Since AD is parallel to BC (red lines) and A and B are on opposite shores, the points C and S are on the A shoreline. If C, D and S were all on the B shoreline, BC would be a segment on the B shore, and AD could not be parallel to BC. Therefore, the given segments could not all be on the same shoreline. The diagram represents what I believe to be the situation, assuming the shorelines are parallel, so blue segments BD and CA are also parallel, and ACBD is a parallelogram.
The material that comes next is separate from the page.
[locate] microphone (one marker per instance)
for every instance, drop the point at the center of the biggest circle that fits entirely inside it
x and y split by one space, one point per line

To provide a unique solution I’ve assumed the yellow segments SB and SC are perpendicular, meaning that point S is exactly opposite point B on the A shore. If S were not directly opposite B there would be more than one solution, that is, AB could have a number of different lengths (see later).
From the diagram:
BD²=SD²-SB² (Pythagoras) and CA=BD, so BD=√(180²-60²)=60√(9-1)=120√2 metres. By Pythagoras:
AB²=SB²+SA²,
AB²=SB²+(SC+CA)²=
60²+(80+120√2)²=
3600+6400+28800+19200√2=
38800+19200√2=65952.9m² approx.
Therefore AB=√65952.9=256.81m approx.
It can be shown that if the bearing of B from the point S is θ degrees, that is, SB is angle θ to SA, AB=√[3600sin²θ+(80-60(√(9-sin²θ)-2cosθ))²] metres. As θ decreases to 0 or increases to 180°, the distance between opposite shores decreases and AB varies between 140m (θ→0) and 380m (θ→180°).